The US administration’s anticipated increase on universal tariffs were announced at 1600 (EST) yesterday as 20% tariffs on imports to the US from the European Union were formerly confirmed. Pharmaceutical products will not be covered by this initial round of tariffs but they may be impacted by separate sectoral tariffs which are expected to be announced in the coming weeks. RSM Ireland has since urged Irish government and businesses to be measured in their immediate response to allow bilateral negotiations to play out.

 

According to the leading audit, tax and consulting firm, this is likely just the start of a prolonged period of economic uncertainty around trade and tariff policy. The recently announced tariffs will be subject to change as negotiations take place and the impact on Ireland, the UK and Europe, as a whole, will partly depend on the response from those governments.

 

As the negotiations take place and governments and businesses assess the impact of the evolving position, James Burrows, Corporate Tax partner at RSM Ireland, comments: “The reaction of the Irish government and wider EU will be important. Cool heads in the immediate near term will be critical in ensuring the many nuances and outcomes of the ensuing bilateral negotiations are factored into any medium to long-term investment decisions.”

 

Thomas Pugh, economist at RSM UK and RSM Ireland, comments: “There are three broad points we can make as we digest the full details and wait for responses from other countries. First, uncertainty around tariff and trade policy is anathema to business confidence and drags down consumers.
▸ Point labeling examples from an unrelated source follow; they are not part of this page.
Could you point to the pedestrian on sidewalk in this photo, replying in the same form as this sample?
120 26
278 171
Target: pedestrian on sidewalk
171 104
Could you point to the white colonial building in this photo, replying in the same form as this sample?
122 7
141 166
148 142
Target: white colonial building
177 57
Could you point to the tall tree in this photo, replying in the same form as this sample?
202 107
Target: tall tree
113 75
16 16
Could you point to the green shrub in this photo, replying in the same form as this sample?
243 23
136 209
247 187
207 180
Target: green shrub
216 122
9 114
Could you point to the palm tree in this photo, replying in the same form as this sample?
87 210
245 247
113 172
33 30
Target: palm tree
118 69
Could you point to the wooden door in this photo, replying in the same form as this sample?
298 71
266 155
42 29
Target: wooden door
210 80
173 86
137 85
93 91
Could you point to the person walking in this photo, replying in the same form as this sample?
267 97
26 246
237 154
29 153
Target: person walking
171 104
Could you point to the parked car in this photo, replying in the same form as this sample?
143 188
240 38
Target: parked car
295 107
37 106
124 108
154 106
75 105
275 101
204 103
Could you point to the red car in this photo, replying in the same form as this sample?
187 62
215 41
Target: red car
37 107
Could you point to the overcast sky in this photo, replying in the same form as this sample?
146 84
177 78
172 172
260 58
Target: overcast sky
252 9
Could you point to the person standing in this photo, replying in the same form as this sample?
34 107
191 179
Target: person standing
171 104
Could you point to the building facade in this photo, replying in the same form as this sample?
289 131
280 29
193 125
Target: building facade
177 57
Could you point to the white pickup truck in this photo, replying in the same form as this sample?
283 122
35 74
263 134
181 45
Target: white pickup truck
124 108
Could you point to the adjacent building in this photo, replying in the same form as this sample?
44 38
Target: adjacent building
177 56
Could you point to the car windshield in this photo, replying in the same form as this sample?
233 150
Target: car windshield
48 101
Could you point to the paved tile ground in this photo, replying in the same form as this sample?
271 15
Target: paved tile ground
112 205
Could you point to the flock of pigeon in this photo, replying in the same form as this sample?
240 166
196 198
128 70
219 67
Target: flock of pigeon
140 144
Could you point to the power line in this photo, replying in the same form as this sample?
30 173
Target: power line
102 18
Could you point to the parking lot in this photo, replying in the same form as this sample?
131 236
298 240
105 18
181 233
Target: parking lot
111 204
Even if the worst of the impact of tariffs are eventually avoided through negotiation, increased uncertainty will weigh on global economic activity, dragging down economic growth in Ireland and the EU.

 

“Second, it will take time for the full impact of tariffs to be realised. Companies cannot just switch supply chains overnight, especially on sensitive materials like pharmaceuticals. The result in the short term will be higher prices. The impact on economic on growth will be a longer-term issue.

 

“Third, much of the negative impact will come from retaliatory tariffs if the EU engages in a tit-for-tat trade war that raises inflation and depresses growth. But Ireland is potentially more vulnerable to US tariffs than many other countries as exports to the US make up a much larger share of the economy than other countries. What’s more, the Irish budget surplus relies on corporate taxes from multinational corporations. While this arrangement won’t be immediately impacted by the tariffs, it’s clearly in the cross hairs.”